This procedure does not need any annotated samples for this new class, thus enabling zero-shot classification. Besides, this multilingual translation framework also enables other novel applications, such as generating textual description for biological data instances and text-based biomedical discovery interpretation. Moreover, we illustrate how BioTranslator can be broadly applied to diverse applications, including cell type classification and protein function prediction. The non-text data for these three applications could be gene expression vectors, protein sequences and drug SMILES representations, respectively. The training text data of all these three applications are obtained from existing databases^{13,39,40,41,52}.

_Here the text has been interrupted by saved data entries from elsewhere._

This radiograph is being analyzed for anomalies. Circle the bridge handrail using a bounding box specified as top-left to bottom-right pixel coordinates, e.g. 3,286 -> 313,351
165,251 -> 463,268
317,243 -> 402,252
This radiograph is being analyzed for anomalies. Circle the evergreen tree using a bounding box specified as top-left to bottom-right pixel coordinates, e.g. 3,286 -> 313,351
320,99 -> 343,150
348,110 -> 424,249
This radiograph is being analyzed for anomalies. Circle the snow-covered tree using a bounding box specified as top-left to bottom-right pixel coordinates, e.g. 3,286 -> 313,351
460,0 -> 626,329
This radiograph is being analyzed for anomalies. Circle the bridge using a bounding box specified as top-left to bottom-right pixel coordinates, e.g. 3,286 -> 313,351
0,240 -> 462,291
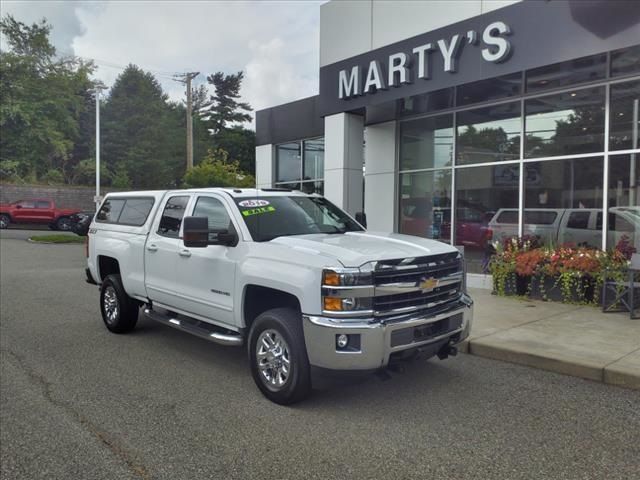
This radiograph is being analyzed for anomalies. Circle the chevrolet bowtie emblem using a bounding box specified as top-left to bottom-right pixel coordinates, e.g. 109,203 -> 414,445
418,277 -> 440,292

Class textual description similarity reflects annotation similarity

The assumption of BioTranslator is that classes that are annotated to similar instances should have similar textual descriptions. We used GO-based protein function annotation, where each GO term is a class, to verify this assumption. Specifically, we investigated the correlation between the annotation-based GO term similarity and the text-based GO term similarity. The annotation-based GO term similarity represents each GO term using the binary vector over its protein annotations (see Methods). The text-based GO term similarity represents each GO term using its textual description. These two similarities showed a substantial correlation (p = 2.28e−207 using the ANOVA test). This demonstrates that GO terms that have similar textual descriptions tend to have similar gene annotations (Fig. 1b). We next investigated the similarity between the text-based GO term similarity and graph-based GO similarity derived from the Gene Ontology graph⁵³. We found that terms that have higher textual similarity are much closer to each other on the graph (Fig. 1c). GO graph has been successfully used to assist function annotation^53,54,55. Therefore, the strong agreement between text-based GO similarity and graph-based GO similarity further suggests that terms with similar textual descriptions are likely to be annotated to the same proteins. We observed similar consistency on cell type annotation and pathway annotation (Fig. 1d, e, Supplementary Fig. 1), validating the assumption of BioTranslator in diverse applications.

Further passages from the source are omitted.